Here’s the second page. (As an aside: thinking about it now, Gao hasn’t ever really finished a story completely, and it’s possible that the philosophical quips are embedded largely in his introductions, where he doesn’t have to worry so much about the action. We may never know, since we don’t have a serious conclusion to compare against.) Gao spends the majority of this page writing (bad) action, drawing heavily on regurgitated Matrix-style imagery. This truly is the western mind laid bare. The only confusing point is the ending, where it is not clear if Gao fired the shots and his hands are messed up (could easily be heading for Gheritt White) or if Gao only noticed some time later that he didn’t actually fire the shock bolts. My bet is on the latter; it seems more his style based on — well, let’s revisit this point when we’re through with -Untitled-.
For you sorry saps who haven’t read -Untitled-, here’s a link to the relevant Pfhorums thread. Gao leads off by demonstrating utter mastery of the English language:
“Graaawl!” Laid there was the flick’ta, it was alive before it was killed by the marine just a second ago with his fists.
The amount of effort needed to decompose this impressively crafted sentence nearly registers on the Richter scale. Continuing on, we begin to get a feel for the story’s raison d’être; Gao is not interested in the portrayal of the Marine as a God-like figure and has instead put himself in the Marine’s shoes, transforming him into an idiot with a pistol. “Hello!” he shouts at the lifeless computer screen, and we can almost feel the spray of spittle and see the lazy eye. This is a man working with what he has. This is a common man.
Gao is also unafraid of bringing out tough topical items like homoeroticism:
he had sweat all over his body. He can take a lot of heat away from his hardware by just sweating.

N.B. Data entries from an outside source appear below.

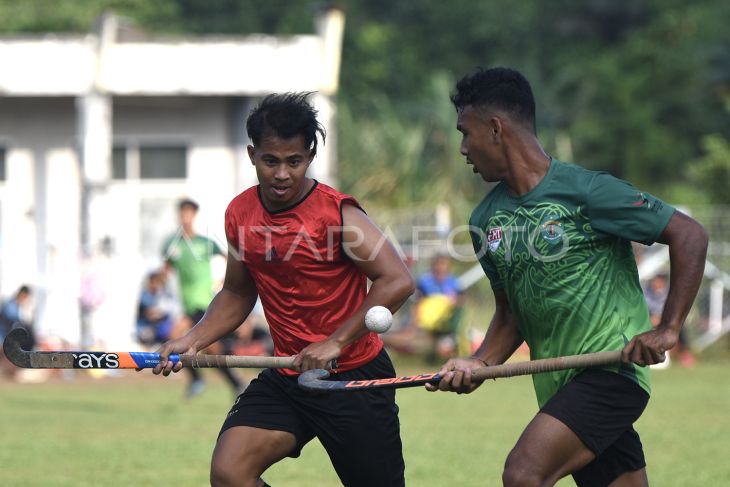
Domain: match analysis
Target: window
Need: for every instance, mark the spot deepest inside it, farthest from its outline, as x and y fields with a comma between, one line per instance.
x=119, y=163
x=2, y=164
x=163, y=162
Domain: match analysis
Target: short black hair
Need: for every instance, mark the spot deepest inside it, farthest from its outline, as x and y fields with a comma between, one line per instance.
x=501, y=88
x=188, y=202
x=285, y=115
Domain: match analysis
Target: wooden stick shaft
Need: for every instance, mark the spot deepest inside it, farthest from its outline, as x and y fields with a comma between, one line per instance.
x=548, y=365
x=232, y=361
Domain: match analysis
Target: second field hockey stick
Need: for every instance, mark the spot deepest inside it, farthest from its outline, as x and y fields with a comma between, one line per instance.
x=315, y=380
x=127, y=360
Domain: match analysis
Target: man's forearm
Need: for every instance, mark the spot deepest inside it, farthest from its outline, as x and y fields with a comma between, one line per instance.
x=687, y=254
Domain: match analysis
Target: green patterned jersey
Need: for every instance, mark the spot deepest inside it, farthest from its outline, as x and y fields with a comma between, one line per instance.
x=191, y=259
x=562, y=253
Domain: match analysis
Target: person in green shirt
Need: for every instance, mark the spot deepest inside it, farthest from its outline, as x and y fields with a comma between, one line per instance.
x=189, y=255
x=554, y=239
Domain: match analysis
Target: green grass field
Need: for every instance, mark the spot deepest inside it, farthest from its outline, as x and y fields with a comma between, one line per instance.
x=137, y=430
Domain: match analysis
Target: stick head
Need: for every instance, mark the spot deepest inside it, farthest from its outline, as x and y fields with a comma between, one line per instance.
x=12, y=349
x=378, y=319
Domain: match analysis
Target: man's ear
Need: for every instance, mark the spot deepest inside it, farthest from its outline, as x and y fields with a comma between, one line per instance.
x=495, y=127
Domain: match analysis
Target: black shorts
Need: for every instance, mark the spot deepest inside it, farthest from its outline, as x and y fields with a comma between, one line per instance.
x=360, y=430
x=600, y=407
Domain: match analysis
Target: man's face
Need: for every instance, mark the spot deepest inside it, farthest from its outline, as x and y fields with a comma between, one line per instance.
x=480, y=143
x=281, y=168
x=187, y=215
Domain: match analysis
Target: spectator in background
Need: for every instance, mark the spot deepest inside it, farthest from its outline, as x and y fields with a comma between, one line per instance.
x=13, y=313
x=655, y=294
x=189, y=255
x=154, y=318
x=439, y=307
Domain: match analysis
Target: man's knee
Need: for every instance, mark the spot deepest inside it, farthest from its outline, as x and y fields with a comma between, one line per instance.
x=232, y=470
x=519, y=472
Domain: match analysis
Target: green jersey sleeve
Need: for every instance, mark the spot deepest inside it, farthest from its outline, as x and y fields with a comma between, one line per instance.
x=214, y=247
x=481, y=249
x=617, y=208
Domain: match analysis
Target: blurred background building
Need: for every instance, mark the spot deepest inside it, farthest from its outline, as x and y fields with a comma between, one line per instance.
x=101, y=134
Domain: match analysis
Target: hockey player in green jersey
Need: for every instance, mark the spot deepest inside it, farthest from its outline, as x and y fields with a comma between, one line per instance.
x=554, y=239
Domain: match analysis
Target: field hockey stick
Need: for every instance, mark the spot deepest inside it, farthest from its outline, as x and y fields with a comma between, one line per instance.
x=127, y=360
x=315, y=380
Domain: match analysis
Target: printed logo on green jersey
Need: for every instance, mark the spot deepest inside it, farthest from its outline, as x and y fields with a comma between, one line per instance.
x=494, y=238
x=551, y=229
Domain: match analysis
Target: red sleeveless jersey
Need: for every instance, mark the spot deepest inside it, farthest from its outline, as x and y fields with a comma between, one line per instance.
x=307, y=285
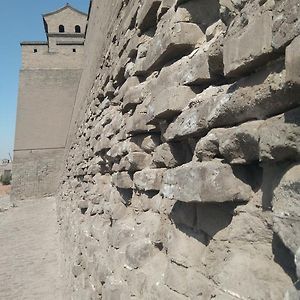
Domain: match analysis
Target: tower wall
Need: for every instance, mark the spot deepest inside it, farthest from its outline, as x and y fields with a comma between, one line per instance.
x=48, y=85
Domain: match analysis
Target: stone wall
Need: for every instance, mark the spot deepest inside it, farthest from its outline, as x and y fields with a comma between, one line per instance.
x=182, y=172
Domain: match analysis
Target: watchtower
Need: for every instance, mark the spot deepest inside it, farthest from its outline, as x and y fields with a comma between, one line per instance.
x=48, y=83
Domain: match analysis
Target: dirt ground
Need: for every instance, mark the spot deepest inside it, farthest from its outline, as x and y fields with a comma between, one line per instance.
x=29, y=251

The Pfhor are already an established vehicle for human oppression, and here he simply takes that one step farther. That it’s so subtle suggests that Gao himself may not even fully comprehend what he’s written. Here we see the mind of a 16-year-old male coming to grips with a — well, perhaps not a slippery sexuality, but at least one that’s at least a little greasy. Gao in addition makes a play at discussing the moral questions of the classic Man vs. Society struggle with the doppelgänger Marine, a manifestation of the Marine’s rage against his resurrection (since Blake is directly responsible for the creation of the S’acv) and his plans to help the secondary forces intertwined throughout the story. He fights, however, only with Blake, and he is handed his defeat because of it. The message Gao wishes to convey is that no one man is responsible for society’s actions or prahblums, that it is wrong to single someone out as a root cause.
I know that this isn’t really the post you guys wanted; when I speak of Gao it typically goes more along the lines of
thermoplyae: “‘Wake up’ Blake said while punching the marine’s head.”
thermoplyae: gao has clearly had a roommate before
jon_irons: a room mate named genius
thermoplyae: and one morning genius yelled “Wake up!” while it punched him in the head
jon_irons: let’s write a biography
but this is the post you’re getting. Gao deserves to be appreciated for what he’s brought into this world; you hardly need me to point out the funny parts. They are self-identifying. Again, the important point (and this is the point that ties it loosely to loch) is that Gao doesn’t know any better to cloak his thoughts in what he thinks society wants to hear, nor does he know any better to be something other than average. Sure, his work is meant to be enjoyed as it’s written, but it’s important to realize what it is that you’re reading to appreciate it fully. This is more than Gao; it is you and me, and Gao tells us without hesitation or remorse that we are the spittle on the screen.
As a parting gift, here’s an actual, honest-to-God conversation with Gao:
gao: I felt like a brain-dead zombie now
gao: When did it was?
gao: At least, here’s a fact: I never spam with less than one alphabet.
gao: I’m gonna play for a sex
Maybe that connection with loch isn’t so tenuous after all.